Evidence integrity is enforced architecturally rather than only by prompt text:

case_open SHA-256s the evidence at the start of the Case.
The product MCP surface has no execute_shell and no write verb for evidence. Evidence tools open source artifacts read-only; hardened deployments should also use a read-only mount / filesystem permissions.
Each tool output is hashed into audit.jsonl, and each audit record links to the previous record through prev_hash.
manifest_finalize seals the run with a Merkle root over canonical tool outputs plus a signature; manifest_verify replays the audit chain, leaf count, Merkle root, and signature offline.
Every reportable Finding cites a current-case tool_call_id. The verifier re-runs the cited tool call and compares the replay output SHA-256 before the judge consumes the Finding.
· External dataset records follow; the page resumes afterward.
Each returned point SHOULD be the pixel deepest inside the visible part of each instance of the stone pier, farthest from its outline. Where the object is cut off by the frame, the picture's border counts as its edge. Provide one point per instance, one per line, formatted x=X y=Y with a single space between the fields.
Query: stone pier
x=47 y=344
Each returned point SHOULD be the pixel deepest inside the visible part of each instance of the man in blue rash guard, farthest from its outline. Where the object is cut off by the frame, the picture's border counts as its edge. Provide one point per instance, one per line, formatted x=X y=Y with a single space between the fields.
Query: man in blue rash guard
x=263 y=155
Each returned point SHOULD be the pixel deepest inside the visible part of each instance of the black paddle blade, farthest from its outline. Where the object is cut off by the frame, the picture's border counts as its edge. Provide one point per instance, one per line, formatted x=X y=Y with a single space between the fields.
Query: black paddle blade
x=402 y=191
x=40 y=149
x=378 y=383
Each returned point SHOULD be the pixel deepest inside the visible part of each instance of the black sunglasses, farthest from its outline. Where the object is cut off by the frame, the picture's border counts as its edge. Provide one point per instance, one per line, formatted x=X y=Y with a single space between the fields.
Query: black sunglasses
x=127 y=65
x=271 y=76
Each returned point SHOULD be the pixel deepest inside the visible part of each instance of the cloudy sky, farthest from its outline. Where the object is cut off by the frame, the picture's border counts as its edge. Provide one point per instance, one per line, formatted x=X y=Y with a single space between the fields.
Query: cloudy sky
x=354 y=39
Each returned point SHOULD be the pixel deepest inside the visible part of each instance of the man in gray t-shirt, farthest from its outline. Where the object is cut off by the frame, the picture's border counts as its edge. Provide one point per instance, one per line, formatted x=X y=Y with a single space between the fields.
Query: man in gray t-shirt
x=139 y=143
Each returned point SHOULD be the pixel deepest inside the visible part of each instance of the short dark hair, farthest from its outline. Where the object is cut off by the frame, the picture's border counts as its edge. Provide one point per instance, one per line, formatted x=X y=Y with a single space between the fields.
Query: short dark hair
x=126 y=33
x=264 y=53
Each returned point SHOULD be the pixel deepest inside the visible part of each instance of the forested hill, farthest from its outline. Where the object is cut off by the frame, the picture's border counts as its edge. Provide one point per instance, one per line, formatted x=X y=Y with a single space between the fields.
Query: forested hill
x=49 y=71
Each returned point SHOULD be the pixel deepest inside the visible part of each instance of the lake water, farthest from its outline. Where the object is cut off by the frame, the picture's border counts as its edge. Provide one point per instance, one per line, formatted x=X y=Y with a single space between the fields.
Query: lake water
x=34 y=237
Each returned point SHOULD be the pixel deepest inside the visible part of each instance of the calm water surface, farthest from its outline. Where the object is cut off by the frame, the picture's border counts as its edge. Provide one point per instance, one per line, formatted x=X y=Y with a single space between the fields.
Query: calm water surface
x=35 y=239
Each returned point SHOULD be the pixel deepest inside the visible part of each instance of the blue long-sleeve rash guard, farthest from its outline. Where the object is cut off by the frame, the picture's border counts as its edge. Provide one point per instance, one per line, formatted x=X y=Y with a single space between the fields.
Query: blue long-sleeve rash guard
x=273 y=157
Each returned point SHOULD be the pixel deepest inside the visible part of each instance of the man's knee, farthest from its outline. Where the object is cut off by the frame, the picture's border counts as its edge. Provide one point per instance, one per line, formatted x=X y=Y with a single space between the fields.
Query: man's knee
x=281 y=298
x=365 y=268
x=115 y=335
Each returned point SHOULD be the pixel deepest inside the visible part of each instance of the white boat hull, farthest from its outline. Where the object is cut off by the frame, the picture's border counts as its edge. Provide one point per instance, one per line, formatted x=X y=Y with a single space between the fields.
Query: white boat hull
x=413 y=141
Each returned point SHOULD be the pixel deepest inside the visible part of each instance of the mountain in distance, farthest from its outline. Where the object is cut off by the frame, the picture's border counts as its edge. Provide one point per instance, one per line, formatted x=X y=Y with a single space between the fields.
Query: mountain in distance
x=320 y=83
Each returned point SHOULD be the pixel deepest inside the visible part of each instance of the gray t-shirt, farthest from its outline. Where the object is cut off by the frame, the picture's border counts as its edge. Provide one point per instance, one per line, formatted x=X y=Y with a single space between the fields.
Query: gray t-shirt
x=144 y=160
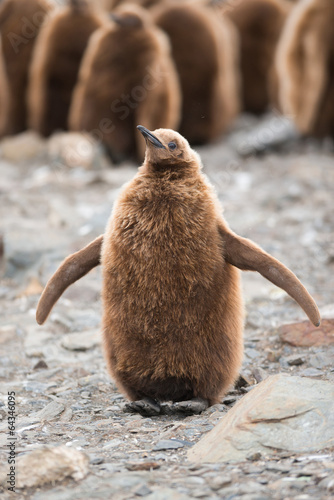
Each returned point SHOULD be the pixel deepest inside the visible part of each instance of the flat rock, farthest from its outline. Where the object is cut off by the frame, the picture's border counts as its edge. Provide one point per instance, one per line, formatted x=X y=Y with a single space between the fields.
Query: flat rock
x=293 y=414
x=167 y=494
x=168 y=444
x=304 y=334
x=50 y=465
x=51 y=411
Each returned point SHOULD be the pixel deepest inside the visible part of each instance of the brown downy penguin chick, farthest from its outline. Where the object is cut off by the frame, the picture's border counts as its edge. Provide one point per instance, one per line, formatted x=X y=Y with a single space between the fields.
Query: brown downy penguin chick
x=55 y=65
x=305 y=67
x=173 y=313
x=20 y=22
x=127 y=76
x=259 y=23
x=205 y=53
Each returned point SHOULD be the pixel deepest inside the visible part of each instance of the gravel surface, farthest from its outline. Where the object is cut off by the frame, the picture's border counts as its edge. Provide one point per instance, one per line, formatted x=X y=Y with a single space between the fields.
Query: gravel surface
x=64 y=395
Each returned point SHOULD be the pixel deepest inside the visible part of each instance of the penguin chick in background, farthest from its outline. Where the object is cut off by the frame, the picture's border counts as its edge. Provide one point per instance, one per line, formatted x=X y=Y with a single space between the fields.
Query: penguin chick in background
x=305 y=67
x=205 y=53
x=259 y=24
x=172 y=304
x=127 y=76
x=55 y=65
x=20 y=22
x=110 y=5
If a prompt-based restriction is ignored, the architectural controls still limit the damage: there is no raw shell tool to mutate evidence, no uncited Finding can pass schema/verifier checks, single-source execution wording is blocked by policy, and coverage_manifest.json prevents unsupported areas from being reported as clean.

Reproduce A Score¶

bash scripts/fetch-fixtures.sh
scripts/verdict fixtures/<case-path> --no-dashboard
python scripts/score-recall.py tmp/auto-runs/<case-id> --golden goldens/<case-id>

For day-to-day development, run focused smokes first:

python scripts/verdict-policy-smoke.py
python scripts/report-policy-smoke.py
python scripts/path-existence-smoke.py
bash scripts/run-all-smokes.sh

Calibration Rules¶

Execution claims require at least two current-case artifact classes.
Amcache, ShimCache, memory-only process evidence, YARA, Hayabusa, or malfind alone is not enough for a confirmed execution claim.
Network-only activity can surface leads, but it does not identify a human actor.
Parser failure is a coverage limitation, not evidence of absence.
Unsupported raw disk coverage must remain custody-only until supported artifacts are mounted or extracted.

Known Limits¶

The public source tree does not ship bulky completed case directories or raw evidence. Operators produce fresh tmp/auto-runs/<case-id>/ artifacts locally.
Some benchmark fixtures require gated or large downloads and may need manual staging before scoring.
Accuracy should be reported per case and per artifact class, not as a broad product-wide clean-bill statement.